Organisation partners on homegrown mobile games technology

Can one of the world’s newest technologies successfully drive engagement around one of its oldest?

The Royal Australian Mint is hoping that an investment in mobile games technology will be able to boost interest and engagement in a product with a history that stretches back more than 2500 years.

Working with Canberra-based startup, Quizling, the Mint is developing a series of games that will serve to both educate players regarding Australia’s coins and their history, while hopefully building better engagement and driving more visitors to its Canberra facility.

According to the Mint’s general manager of sales, marketing and distribution, Mark Cartwright, the Mint engages with a wide variety of audiences, ranging from foreign governments and central banks (for whom it produces currency), to numismatists (coin collectors) and the many thousands of people that visit its site in Canberra, including 70,000 school children.

“Typically, those people have less than an hour here onsite to take in all that we have to communicate to them,” Cartwright says. “Coinage has been around for tens of thousands of years, and we have the opportunity here to be able to both preserve and create Australian history on coins.

“As a convenient and contemporary way of adding value to that tourism product, the Quizling app enables us to put coins and coin-related knowledge on to people’s phones for them to take away, and hopefully create that enduring relationship and advocate to come and visit the Mint to people back in their own community.”

The Mint began working with Quizling in November of last year, having been originally introduced at a Canberra innovation hub earlier in 2015. The first fruits of that partnership are due to be released imminently, initially targeting school children that have visited the Mint.

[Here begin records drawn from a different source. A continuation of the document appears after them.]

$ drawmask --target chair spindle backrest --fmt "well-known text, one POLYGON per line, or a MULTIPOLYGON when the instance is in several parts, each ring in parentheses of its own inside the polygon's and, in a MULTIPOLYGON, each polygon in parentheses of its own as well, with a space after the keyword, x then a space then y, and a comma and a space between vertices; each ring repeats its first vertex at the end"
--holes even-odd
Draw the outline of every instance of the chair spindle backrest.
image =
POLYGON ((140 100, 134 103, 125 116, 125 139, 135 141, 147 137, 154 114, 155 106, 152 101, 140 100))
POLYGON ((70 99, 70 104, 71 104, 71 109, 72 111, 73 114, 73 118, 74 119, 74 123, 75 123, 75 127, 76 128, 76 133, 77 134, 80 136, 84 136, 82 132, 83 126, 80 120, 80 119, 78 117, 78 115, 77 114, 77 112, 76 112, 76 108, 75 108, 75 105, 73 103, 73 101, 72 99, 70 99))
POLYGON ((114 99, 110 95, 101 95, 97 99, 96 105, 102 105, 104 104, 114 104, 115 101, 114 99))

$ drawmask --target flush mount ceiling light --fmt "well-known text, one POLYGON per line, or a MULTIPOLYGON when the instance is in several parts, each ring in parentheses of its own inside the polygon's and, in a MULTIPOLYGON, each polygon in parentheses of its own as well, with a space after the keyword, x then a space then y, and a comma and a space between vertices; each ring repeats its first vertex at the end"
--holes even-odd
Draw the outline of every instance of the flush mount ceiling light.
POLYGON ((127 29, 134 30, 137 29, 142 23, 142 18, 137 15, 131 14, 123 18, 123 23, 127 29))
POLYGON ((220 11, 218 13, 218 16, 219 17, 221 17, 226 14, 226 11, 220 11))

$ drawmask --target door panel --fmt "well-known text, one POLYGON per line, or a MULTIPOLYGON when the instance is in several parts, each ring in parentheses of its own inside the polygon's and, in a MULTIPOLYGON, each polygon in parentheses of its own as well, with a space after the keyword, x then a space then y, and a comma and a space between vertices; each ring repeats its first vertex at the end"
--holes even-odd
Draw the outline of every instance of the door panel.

“What we would like to see is for teachers to use this as a vehicle to solidify some of the learning and content that has been consumed while at the Mint,” Cartwright says. “We would envisage that the teacher can debrief the visit by encouraging students to jump on their device, and go through these fun quizzes as a learning opportunity.”

In addition to the Mint creating quizzes, Cartwright says the Quizling app also enables users to create and share their own quizzes, with results tallied and compared in a leader board.

The Mint is not the only cultural institution that sees the value of games as a means of building engagement. Other Quizling clients include the National Gallery of Australia, the National Library of Australia, and the National Sports Museum.

“As Quizling continues to get support across other businesses and organisations, I can see a burgeoning community evolving where you can jump on and start to learn about a whole range of different subject matter,” Cartwright says.

Future plans include using Quizling to push content out to users to raise awareness of events of exhibitions.

“It provides a great conduit between us and people who have come to visit the Mint, and hopefully results in some ongoing conversations where we can learn a little more about those visitors, what they liked, and what they didn’t like,” Cartwright says.